Closed Isonami closed 5 years ago
Strange, the only difference in the debug log is the 105 socket error during the connect, which refers to: "No buffer space available". Doesn't make so much sense to me. It's very low level error. The only thing that's changed in 1.0.0 and related to sockets it's the non-blocking I/O flag which was not set in the previous release. It looks like a complicated issue, I'll try to look into it a little bit more.
I get something similar, pretty sure it's the same issue. @noirello - git-bisect indeed flags 17faa203780575c09f12252c58794733df2bc766 and for me reverting just that from master fixes it. @Isonami - if you can build from source, to confirm please try checking out the latest version and then: git revert --strategy resolve 17faa203780575c09f12252c58794733df2bc766
It would also be interesting to verify which provider you are using: import bonsai; bonsai.get_tls_impl_name()
I am affected on an RHEL system, where the above fixes it. I also run this library in cygwin where I am not affected. The main differences I see are: working on cygwin - provider = openssl, libldap v2.4.42 broken on redhat - provider = MozNSS, libldap v2.4.44
Since this doesn't seem to happen against unencrypted endpoints, I'm going to guess the issue here is async connect on MozNSS. The versions reported above seem to rule out libldap version being the difference (unless I"m misunderstanding).
Unfortunately I can't remove nss (unless someone can tell me how to get ld to blacklist a specific library without root?) to verify 100%.
I will see if libldap allows set_option on LDAP_OPT_X_TLS_PACKAGE or something to hardcode openssl to see if that fixes it. Or maybe I can do this via an environment variable? Both are available on the affected system.
Barring that I'll get slapd on ssl running at home and verify from a system I control.
Testing locally I cannot get MozNSS as a provider, but even openssl fails on V1.0.0, though reverting 17faa203780575c09f12252c58794733df2bc766 still fixes it.
A bug was reported against async ssl in openldap (8957) which is cleanup on the actual bugfix for (6828). Applying the patch listed there against libldap on my system fixes the error for me. So apparently the reason cygwin worked is either the the bug in openldap was introduced sometime after v2.4.42, or (more likely) due to cygwin not experiencing it because it's so incredibly slow on my system.
I'm not sure how long it takes for openldap to issue releases (patch was only applied 1/31/2019), and then for that to make it out to various distributions. What exactly does async connections get bonsai? I assume it's performance related; not sure if you're interested in accepting a patch to workaround an already patched upstream bug to make the behavior in 17faa203780575c09f12252c58794733df2bc766 disable-able at run-time (maybe a module level option like bonsai.set_async_connections(False))?
@tck42 I've build without 17faa20 and it fixed it for me too.
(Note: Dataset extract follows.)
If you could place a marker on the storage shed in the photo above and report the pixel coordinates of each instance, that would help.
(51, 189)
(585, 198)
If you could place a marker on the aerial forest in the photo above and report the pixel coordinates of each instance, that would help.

Hope they'll release this patch for openldap soon.
@tck42 thanks to looking into it. Your cygwin isn't affected because the settings only available from libldap 2.4.44. With lower lib version it's disabled with a macro during build.
I made some tests before releasing 1.0.0 with a few different Linux distros and OpenLDAP versions to find out which versions are capable using this non-blocking socket option without error. Then it showed that from 2.4.44 was good to go. See Issue #21 for some details.
Adding runtime flag option would've been a smart move apparently.
Could you clarify for me by running bonsai.get_tls_imp_name()
and bonsai.get_vendor_info()
which TLS implementations and OpenLDAP versions seem to be affected exactly?
Sorry for the delay. Thanks for clearing up the reason my cygwin environment is unaffected. The two systems I see the issues on are the same:
bonsai.get_tls_impl_name() 'MozNSS' bonsai.get_vendor_info() ('OpenLDAP', 20440)
Weird, based on the vendor info that you sent, it shouldn't be affected either. To allow the settings during compiling the version number should be larger than 20443.
Sorry - terminal multiplexer confusion on my part. MozNSS/OpenLDAP 20444 is reported on the affected host (just verified). I have another host (still using 0.9.1 there) that's supposed to be the same version but apparently is behind on patching. For a second I somehow thought I had a version difference between the dev and binary packages or some rogue openldap install.
Also my home system (Arch, affected by the issue):
bonsai.get_vendor_info() ('OpenLDAP', 20447) bonsai.get_tls_impl_name() 'OpenSSL'
My systems which are affected:
bonsai.get_vendor_info()
('OpenLDAP', 20446)
bonsai.get_tls_impl_name()
'GnuTLS'
bonsai.get_vendor_info()
('OpenLDAP', 20444)
bonsai.get_tls_impl_name()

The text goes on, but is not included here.